A policy over a set of states S is a function $\pi: S \rightarrow A$.

Thus,

  • Value function $V^{\pi}_{M}(s)=\mathbb{E}[R_1+\gamma R_2 + \cdots]$
  • Action function $Q^{\pi}_{M}(s,a)=\mathbb{E}_{s^{\prime\sim P_{sa}}}[R(s,a,s^{\prime})+\gamma V^{\pi}_{M}(s^{\prime})]$

Hence, the optimal value function is $$ V^{*}_{M}(s) = \sup_{\pi}V^{\pi}_{M}(s) $$ The optimal Q-function is $$ Q^{*}_{M}(s,a) = \sup_{\pi}Q^{\pi}_{M}(s,a) $$ The optimal policy is $$ \pi^{*}_{M}(s) = \arg\max_{a\in A}Q^{*}_{M}(s,a) $$

Views

We will run on a transformed MDP $M^{\prime}=(S,A,T,\gamma,R^{\prime})$ where $R^{\prime}=R+F$, and $F:S \times A \times S \rightarrow \mathbb{R}$ is also a bounded real-value function called the shaping reward function.
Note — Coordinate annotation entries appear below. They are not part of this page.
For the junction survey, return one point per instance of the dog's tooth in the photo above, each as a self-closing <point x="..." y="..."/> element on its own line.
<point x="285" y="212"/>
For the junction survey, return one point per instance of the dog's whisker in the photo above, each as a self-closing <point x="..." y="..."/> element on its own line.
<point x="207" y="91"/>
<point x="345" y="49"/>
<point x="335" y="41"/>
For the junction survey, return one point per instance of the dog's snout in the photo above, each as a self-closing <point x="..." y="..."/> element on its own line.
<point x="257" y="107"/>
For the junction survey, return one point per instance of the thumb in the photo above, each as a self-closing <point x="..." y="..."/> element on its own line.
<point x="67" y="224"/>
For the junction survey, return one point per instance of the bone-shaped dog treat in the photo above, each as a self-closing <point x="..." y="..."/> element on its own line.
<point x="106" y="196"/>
We are trying to learn a policy for some MDP M, and we wish to help our learning algorithm by giving it additional shaping rewards which will hopefully guide it towards learning a good policy faster.

But for what forms of shaping-rewards $F$ can we guarantee that $\pi_{M^{\prime}}^{*}$, the optimal policy in $M^{\prime}$ will also be optimal in $M$?

Definition A shaping reward function $F$ is potential-based if there exists $\Phi:S\rightarrow \mathbb{R}$ s.t. $$ F(s,a,s^{\prime}) = \gamma\Phi(s^{\prime}) - \Phi(s) $$

If $F$ is a potential-based shaping function, then every optimal policy in $M^{\prime}$ will also be an optimal policy in $M$.

Proof omission.

Conclusion

This suggests that a way to define a good potential function might be to try to approximate $V^{*}_{M}(s)$.